C4 W1 assigment 2

Hello everyone,

I am doing the second assigment of the C4-W4, where we need to program a basic cnn using TF Keras Functional API.

I am getting the following error:

Input 0 of layer max_pooling2d_8 is incompatible with the layer: expected ndim=4, found ndim=5. Full shape received: [1, None, 64, 64, 8]

It seems that tf.keras.layers.ReLU(Z1) is creating a new axis and I do not really know why or how to fix it without modfying the code (you know, squeezing this axis or something like that).

If someone could help me, I would really appreciate it.
Thanks in advance.

In which assignment you are getting the error? You said “C4-W4” but your title said “C4 W1”. Also, In which exercise you are getting the error? Please share your full error. The more accurate and detailed information you provide, the more I will be willing to assist you.

Sorry, my mistake. It is in C4-W1, in exercise 2, and the error message is the one I added to my first message.

This is incorrect to implement Functional API. The general form is: tf.keras.layers.XYZ(...)(input)

Yes, okey, this is my code:

input_img = tf.keras.Input(shape=input_shape)

YOUR CODE STARTS HERE

Moderator Edit: Solution Code Removed.

YOUR CODE ENDS HERE

And the full error message is:

ValueError Traceback (most recent call last)
in
----> 1 conv_model = convolutional_model((64, 64, 3))
2 conv_model.compile(optimizer=‘adam’,
3 loss=‘categorical_crossentropy’,
4 metrics=[‘accuracy’])
5 conv_model.summary()

in convolutional_model(input_shape)
38 Z1 = tfl.Conv2D(filters=8, kernel_size=4, strides=(1,1), padding=‘same’)(input_img),
39 A1 = tfl.ReLU()(Z1),
—> 40 P1 = tfl.MaxPooling2D(pool_size=(8,8), strides=(8,8), padding=‘same’)(A1),
41 Z2 = tfl.Conv2D(filters=16, kernel_size=2, strides=(1,1), padding=‘same’)(P1),
42 A2 = tfl.ReLU()(Z2),

/opt/conda/lib/python3.7/site-packages/tensorflow/python/keras/engine/base_layer.py in call(self, *args, **kwargs)
924 if _in_functional_construction_mode(self, inputs, args, kwargs, input_list):
925 return self._functional_construction_call(inputs, args, kwargs,
→ 926 input_list)
927
928 # Maintains info about the Layer.call stack.

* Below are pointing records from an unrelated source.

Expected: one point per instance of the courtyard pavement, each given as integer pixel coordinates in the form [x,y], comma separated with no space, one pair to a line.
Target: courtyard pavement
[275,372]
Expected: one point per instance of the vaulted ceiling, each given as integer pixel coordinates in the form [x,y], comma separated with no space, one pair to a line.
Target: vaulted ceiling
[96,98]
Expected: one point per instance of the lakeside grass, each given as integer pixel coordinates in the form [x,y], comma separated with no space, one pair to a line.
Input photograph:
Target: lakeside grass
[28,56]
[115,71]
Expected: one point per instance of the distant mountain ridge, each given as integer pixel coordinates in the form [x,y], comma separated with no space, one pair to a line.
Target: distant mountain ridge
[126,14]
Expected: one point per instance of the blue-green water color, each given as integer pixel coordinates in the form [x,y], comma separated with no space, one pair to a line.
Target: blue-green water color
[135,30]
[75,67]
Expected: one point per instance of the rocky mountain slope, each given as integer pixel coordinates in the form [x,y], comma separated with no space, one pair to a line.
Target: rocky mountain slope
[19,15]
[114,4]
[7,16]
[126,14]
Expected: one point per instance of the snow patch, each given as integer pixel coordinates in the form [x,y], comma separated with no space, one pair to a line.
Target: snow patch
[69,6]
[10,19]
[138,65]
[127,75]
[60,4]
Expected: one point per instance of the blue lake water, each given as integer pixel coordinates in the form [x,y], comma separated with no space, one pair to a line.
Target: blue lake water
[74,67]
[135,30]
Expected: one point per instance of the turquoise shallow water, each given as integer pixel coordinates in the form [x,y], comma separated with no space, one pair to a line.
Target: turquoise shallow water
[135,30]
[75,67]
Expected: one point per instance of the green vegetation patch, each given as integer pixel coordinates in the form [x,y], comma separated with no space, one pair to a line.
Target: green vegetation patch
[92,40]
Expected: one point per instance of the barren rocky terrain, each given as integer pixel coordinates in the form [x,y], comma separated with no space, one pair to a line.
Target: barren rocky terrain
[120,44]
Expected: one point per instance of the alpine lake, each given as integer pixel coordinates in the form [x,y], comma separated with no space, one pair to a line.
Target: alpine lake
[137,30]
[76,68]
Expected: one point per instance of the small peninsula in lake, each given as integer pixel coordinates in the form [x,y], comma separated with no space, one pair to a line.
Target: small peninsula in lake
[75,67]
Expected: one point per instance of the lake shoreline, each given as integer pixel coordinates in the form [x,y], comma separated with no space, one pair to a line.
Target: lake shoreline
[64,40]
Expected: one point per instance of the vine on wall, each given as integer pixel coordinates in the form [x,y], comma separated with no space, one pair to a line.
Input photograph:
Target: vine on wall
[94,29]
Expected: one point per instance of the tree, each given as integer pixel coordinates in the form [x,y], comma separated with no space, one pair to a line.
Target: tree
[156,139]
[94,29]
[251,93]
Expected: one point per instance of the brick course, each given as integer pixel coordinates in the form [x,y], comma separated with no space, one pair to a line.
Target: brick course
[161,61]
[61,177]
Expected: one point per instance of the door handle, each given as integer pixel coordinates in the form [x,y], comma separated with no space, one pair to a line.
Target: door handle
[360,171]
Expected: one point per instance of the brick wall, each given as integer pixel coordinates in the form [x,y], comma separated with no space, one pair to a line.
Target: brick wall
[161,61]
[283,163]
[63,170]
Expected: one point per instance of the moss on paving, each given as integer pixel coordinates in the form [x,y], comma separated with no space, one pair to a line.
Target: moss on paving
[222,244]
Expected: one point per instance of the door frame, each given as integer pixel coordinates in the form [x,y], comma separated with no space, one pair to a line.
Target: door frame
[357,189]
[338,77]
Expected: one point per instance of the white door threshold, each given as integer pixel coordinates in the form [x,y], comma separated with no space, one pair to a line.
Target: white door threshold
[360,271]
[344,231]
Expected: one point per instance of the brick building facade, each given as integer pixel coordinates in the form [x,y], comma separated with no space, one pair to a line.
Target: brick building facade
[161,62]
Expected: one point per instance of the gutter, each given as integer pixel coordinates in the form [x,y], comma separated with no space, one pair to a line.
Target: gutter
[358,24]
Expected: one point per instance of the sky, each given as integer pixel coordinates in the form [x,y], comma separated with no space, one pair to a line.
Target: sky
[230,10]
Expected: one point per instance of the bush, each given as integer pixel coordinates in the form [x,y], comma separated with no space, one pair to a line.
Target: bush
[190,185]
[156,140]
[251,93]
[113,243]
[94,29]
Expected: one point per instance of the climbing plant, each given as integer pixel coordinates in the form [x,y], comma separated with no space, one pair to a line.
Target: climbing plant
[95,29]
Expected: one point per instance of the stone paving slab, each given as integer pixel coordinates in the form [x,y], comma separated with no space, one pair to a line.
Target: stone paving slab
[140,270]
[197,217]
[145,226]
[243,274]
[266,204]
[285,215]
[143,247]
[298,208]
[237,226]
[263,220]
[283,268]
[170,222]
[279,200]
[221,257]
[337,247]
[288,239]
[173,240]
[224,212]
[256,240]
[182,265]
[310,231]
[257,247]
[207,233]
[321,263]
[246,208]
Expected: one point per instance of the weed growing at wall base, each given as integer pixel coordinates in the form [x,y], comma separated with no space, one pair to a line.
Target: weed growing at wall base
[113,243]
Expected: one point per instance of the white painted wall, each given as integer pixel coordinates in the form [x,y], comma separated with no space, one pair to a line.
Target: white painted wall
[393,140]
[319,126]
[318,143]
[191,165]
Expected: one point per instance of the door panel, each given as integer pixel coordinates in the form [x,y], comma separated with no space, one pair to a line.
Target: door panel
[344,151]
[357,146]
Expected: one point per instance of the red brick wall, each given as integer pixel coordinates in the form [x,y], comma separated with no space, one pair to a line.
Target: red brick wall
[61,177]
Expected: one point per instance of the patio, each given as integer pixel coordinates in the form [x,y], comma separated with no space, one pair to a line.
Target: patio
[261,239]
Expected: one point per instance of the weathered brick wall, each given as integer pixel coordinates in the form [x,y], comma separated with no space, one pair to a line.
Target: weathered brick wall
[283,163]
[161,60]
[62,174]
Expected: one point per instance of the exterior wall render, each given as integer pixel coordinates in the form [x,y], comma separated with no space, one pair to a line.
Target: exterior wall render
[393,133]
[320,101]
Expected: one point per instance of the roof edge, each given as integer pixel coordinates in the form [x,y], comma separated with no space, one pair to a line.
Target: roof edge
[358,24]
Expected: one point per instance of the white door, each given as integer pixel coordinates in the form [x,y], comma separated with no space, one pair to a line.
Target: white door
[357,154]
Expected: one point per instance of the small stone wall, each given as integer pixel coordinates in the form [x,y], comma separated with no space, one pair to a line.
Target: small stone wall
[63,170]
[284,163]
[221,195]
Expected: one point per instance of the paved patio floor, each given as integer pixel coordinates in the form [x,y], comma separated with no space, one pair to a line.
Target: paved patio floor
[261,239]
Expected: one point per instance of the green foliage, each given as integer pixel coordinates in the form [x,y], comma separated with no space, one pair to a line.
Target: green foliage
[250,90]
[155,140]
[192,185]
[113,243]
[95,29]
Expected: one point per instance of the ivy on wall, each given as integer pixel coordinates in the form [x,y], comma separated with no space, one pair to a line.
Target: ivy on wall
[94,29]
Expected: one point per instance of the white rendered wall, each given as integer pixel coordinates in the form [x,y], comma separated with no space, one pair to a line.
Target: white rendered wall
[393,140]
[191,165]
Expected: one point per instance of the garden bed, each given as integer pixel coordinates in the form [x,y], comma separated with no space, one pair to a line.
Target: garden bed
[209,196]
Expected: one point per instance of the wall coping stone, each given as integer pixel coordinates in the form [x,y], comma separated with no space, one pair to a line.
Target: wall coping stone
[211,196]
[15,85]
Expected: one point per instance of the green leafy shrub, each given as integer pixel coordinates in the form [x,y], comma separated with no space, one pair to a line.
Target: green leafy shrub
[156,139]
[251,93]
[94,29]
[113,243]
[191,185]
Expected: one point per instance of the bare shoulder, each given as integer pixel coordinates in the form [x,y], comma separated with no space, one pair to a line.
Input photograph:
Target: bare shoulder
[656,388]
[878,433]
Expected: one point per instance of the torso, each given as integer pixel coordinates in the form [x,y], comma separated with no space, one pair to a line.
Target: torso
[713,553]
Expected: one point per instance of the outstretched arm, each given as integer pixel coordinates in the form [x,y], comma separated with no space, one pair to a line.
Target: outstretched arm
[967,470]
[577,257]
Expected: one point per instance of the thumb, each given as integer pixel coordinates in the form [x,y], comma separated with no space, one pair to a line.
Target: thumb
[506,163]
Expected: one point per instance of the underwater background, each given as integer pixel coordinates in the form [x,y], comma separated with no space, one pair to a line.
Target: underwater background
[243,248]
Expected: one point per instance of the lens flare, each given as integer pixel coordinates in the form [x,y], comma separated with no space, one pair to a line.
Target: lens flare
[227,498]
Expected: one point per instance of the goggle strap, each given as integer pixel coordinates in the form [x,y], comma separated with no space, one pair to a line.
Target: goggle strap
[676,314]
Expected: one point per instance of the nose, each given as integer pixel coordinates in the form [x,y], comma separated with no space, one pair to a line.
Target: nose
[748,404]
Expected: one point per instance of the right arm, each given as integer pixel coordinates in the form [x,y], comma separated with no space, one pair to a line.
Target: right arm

/opt/conda/lib/python3.7/site-packages/tensorflow/python/keras/engine/base_layer.py in _functional_construction_call(self, inputs, args, kwargs, input_list)
1090 # TODO(reedwm): We should assert input compatibility after the inputs
1091 # are casted, not before.
→ 1092 input_spec.assert_input_compatibility(self.input_spec, inputs, self.name)
1093 graph = backend.get_graph()
1094 # Use self._name_scope() to avoid auto-incrementing the name.

/opt/conda/lib/python3.7/site-packages/tensorflow/python/keras/engine/input_spec.py in assert_input_compatibility(input_spec, inputs, layer_name)
178 ‘expected ndim=’ + str(spec.ndim) + ‘, found ndim=’ +
179 str(ndim) + '. Full shape received: ’ +
→ 180 str(x.shape.as_list()))
181 if spec.max_ndim is not None:
182 ndim = x.shape.ndims

ValueError: Input 0 of layer max_pooling2d_8 is incompatible with the layer: expected ndim=4, found ndim=5. Full shape received: [1, None, 64, 64, 8]

Your code seems correct to me. Let’s wait for other mentors to respond.

If this is the Functional API, then what are these commas for?
image

And, in your Dense layer, I don’t see the (F) argument being used.

Yes, the commas that Tom points out are a serious problem. That has the effect of making the RHS a “tuple”, which is why it adds the 5th dimension.

You need the commas in the Sequential API because you are constructing a list of instantiated layer functions, but they are a disaster in the Functional API because you are just invoking instantiated layer functions there. It might help to spend a bit of time reading this thread, which gives you a much nicer explanation of the Sequential and Functional APIs than we get in either the lectures or the assignment itself.

New learning for me: don’t use commas in Functional API. Thanks, Tom and Paul.

Oops, I did notice that I added the commas haha. Thank you very much for your help to all of you!!!